Can you suggest a packing list for an overnighter on the Appalachian Trail?

I planning a two-day, one-night hiking trip along the Appalachian Trail and looking for a gear list. Could you suggest what to pack and a couple of menus (with per person measurements)? The last time I took a trip, my girlfriend and I lugged so much food we could have fed five. Seth New York City

Sep 18, 2003
Outside
Outside Magazine
A: Two days and a night? A jacket, a couple of Snickers bars, and a change of socks ought to do it. Seriously, that's not long to be out there, so your gear list should be short. You'll need the basics, certainly—clothing that's appropriate for the season, flashlight, map and compass, small first aid kit, tent or tarp, sleeping bag(s), that sort of thing. Whether you even want to take a stove is a matter of choice; you could pack fresh fruit and vegetables, cheese and crackers, things like that, and do just fine on the eating front. Or, carry a very small stove with just a little fuel so you can brew a cup of hot soup in the evening and hot coffee in the morning.

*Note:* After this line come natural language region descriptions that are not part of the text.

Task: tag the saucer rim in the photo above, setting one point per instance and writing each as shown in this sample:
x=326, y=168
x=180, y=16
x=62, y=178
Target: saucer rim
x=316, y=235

For an overnight trip, I'd plan food like this: First day out iseasy; just pack a sandwich (bagel sandwiches are more durable). For the evening meal, provided you have a stove, a couple of packets of soup-in-a-cup make a good starter. For your entrée, pack a half pound of frozen ground beef, well wrapped, a small jar of ready-made spaghetti sauce, and half a box of penne pasta. The beef should thaw by the time you get to camp. Sauté it with a little olive oil in your cookpot until browned, add the sauce and a cup of water, then toss in the pasta. Simmer ten minutes, then serve with a little Parmesan cheese and that bottle of Chianti you made your girlfriend lug.

Breakfast can be easy or difficult. For easy, some dried or fresh fruit, a couple of cereal-type breakfast bars (hell, even Pop Tarts will do), and a cup of coffee or hot chocolate. For hard, pack a half-dozen eggs and some cheese and make an omelette or frittata (check out the Chez Gear Guy recipe here). For REALLY hard, also pack an Outback Oven and whip up some breakfast scones. If you're not that far in, and the trail isn't a real steep one, why not pack the extra weight so you can eat well? Pancakes work well, too—figure one cup of pre-mixed batter (minus water, of course) for the two of you. And don't forget the maple syrup.

For lunch that second day, bagels will do nicely. A squeeze-tube of peanut butter should suffice for two, plus an apple or banana and maybe a few pieces of beef or turkey jerky. Keep going during the day by snacking on fresh fruit, maybe some energy bars such as Clif Bars, and a candy bar or two.

That ought to do it. Figure about two pounds of food per person per day, weight-wise, and you'll not go hungry.